Mouse models of Down syndrome: how useful can they be? Comparison of the gene content of human chromosome 21 with orthologous mouse genomic regions.

Document Type

Article

Publication Date

2003

JAX Source

Gene 2003 Oct; 318:137-147.

Abstract

With an incidence of approximately 1 in 700 live births, Down syndrome (DS) remains the most common genetic cause of mental retardation. The phenotype is assumed to be due to overexpression of some number of the >300 genes encoded by human chromosome 21. Mouse models, in particular the chromosome 16 segmental trisomies, Ts65Dn and Ts1Cje, are indispensable for DS-related studies of gene-phenotype correlations. Here we compare the updated gene content of the finished sequence of human chromosome 21 (364 genes and putative genes) with the gene content of the homologous mouse genomic regions (291 genes and putative genes) obtained from annotation of the public sector C57Bl/6 draft sequence. Annotated genes fall into one of three classes. First, there are 170 highly conserved, human/mouse orthologues. Second, there are 83 minimally conserved, possible orthologues. Included among the conserved and minimally conserved genes are 31 antisense transcripts. Third, there are species-specific genes: 111 spliced human transcripts show no orthologues in the syntenic mouse regions although 13 have homologous sequences elsewhere in the mouse genomic sequence, and 38 spliced mouse transcripts show no identifiable human orthologues. While these species-specific genes are largely based solely on spliced EST data, a majority can be verified in RNA expression experiments. In addition, preliminary data suggest that many human-specific transcripts may represent a novel class of primate-specific genes.

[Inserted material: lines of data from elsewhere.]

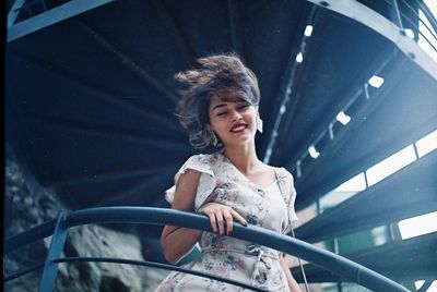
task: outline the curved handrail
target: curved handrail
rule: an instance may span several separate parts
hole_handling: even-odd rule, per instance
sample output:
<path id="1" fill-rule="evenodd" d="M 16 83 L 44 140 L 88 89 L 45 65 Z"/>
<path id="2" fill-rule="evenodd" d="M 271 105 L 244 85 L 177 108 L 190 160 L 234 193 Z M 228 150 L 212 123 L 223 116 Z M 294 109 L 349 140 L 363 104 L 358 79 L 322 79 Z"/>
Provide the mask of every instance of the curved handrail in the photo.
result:
<path id="1" fill-rule="evenodd" d="M 178 226 L 212 231 L 210 221 L 204 215 L 150 207 L 82 209 L 67 214 L 64 223 L 67 228 L 71 228 L 88 223 L 121 222 Z M 37 233 L 34 232 L 34 234 Z M 263 228 L 255 226 L 243 227 L 237 223 L 234 227 L 232 236 L 300 257 L 322 269 L 333 271 L 349 281 L 356 282 L 374 291 L 409 291 L 401 284 L 345 257 Z M 8 240 L 5 241 L 5 246 L 8 246 Z"/>

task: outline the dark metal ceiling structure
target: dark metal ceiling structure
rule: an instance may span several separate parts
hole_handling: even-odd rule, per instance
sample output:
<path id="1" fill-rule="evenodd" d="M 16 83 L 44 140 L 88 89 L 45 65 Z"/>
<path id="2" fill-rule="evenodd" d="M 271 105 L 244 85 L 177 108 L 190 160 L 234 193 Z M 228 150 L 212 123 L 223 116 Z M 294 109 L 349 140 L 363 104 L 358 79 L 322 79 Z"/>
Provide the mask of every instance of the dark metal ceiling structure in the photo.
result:
<path id="1" fill-rule="evenodd" d="M 258 154 L 294 174 L 297 210 L 437 129 L 437 64 L 398 23 L 417 19 L 386 1 L 88 2 L 8 5 L 7 150 L 72 209 L 168 206 L 198 153 L 173 76 L 211 53 L 237 52 L 257 74 Z M 316 242 L 435 211 L 436 165 L 425 156 L 296 233 Z"/>

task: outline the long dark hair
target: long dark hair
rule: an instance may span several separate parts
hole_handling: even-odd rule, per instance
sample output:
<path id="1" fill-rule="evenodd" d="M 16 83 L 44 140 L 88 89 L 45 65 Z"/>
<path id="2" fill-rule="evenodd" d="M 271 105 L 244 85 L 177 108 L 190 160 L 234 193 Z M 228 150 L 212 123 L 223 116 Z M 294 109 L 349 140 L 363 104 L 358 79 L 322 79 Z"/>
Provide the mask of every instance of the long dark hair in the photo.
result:
<path id="1" fill-rule="evenodd" d="M 196 148 L 211 145 L 213 135 L 206 130 L 212 97 L 224 101 L 248 101 L 258 106 L 260 90 L 255 73 L 235 53 L 214 54 L 198 59 L 200 68 L 179 72 L 175 77 L 186 88 L 178 105 L 180 124 L 187 129 Z"/>

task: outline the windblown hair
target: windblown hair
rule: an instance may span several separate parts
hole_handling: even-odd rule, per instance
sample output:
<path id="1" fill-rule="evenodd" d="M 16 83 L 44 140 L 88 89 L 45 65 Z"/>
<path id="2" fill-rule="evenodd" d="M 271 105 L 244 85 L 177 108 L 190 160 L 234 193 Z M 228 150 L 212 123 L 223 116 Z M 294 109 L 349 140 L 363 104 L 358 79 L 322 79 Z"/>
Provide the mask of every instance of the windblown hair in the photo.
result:
<path id="1" fill-rule="evenodd" d="M 178 105 L 180 124 L 187 129 L 190 143 L 205 148 L 214 136 L 206 130 L 212 97 L 224 101 L 247 101 L 258 106 L 260 90 L 253 72 L 235 53 L 198 59 L 200 68 L 179 72 L 175 77 L 186 85 Z"/>

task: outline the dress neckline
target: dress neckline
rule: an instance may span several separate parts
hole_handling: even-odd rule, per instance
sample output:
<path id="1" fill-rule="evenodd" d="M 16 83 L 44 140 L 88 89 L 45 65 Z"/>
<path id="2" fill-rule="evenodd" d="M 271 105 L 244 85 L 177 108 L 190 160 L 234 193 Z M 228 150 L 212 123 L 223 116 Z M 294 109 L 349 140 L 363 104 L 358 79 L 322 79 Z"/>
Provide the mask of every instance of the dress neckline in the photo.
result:
<path id="1" fill-rule="evenodd" d="M 226 160 L 227 163 L 229 163 L 238 172 L 238 174 L 240 174 L 248 183 L 252 184 L 258 190 L 265 191 L 265 190 L 269 190 L 270 187 L 272 187 L 273 185 L 275 185 L 277 183 L 279 179 L 277 179 L 276 170 L 274 170 L 276 179 L 274 179 L 274 181 L 272 183 L 270 183 L 267 186 L 259 186 L 257 183 L 255 183 L 251 180 L 249 180 L 223 153 L 218 153 L 218 154 L 223 157 L 224 160 Z"/>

Lastly, updated functional annotation of orthologous genes indicates genes encoding components of several cellular pathways are dispersed throughout the orthologous mouse chromosomal regions and are not completely represented in the Down syndrome segmental mouse models. Together, these data point out the potential for existing mouse models to produce extraneous phenotypes and to fail to produce DS-relevant phenotypes.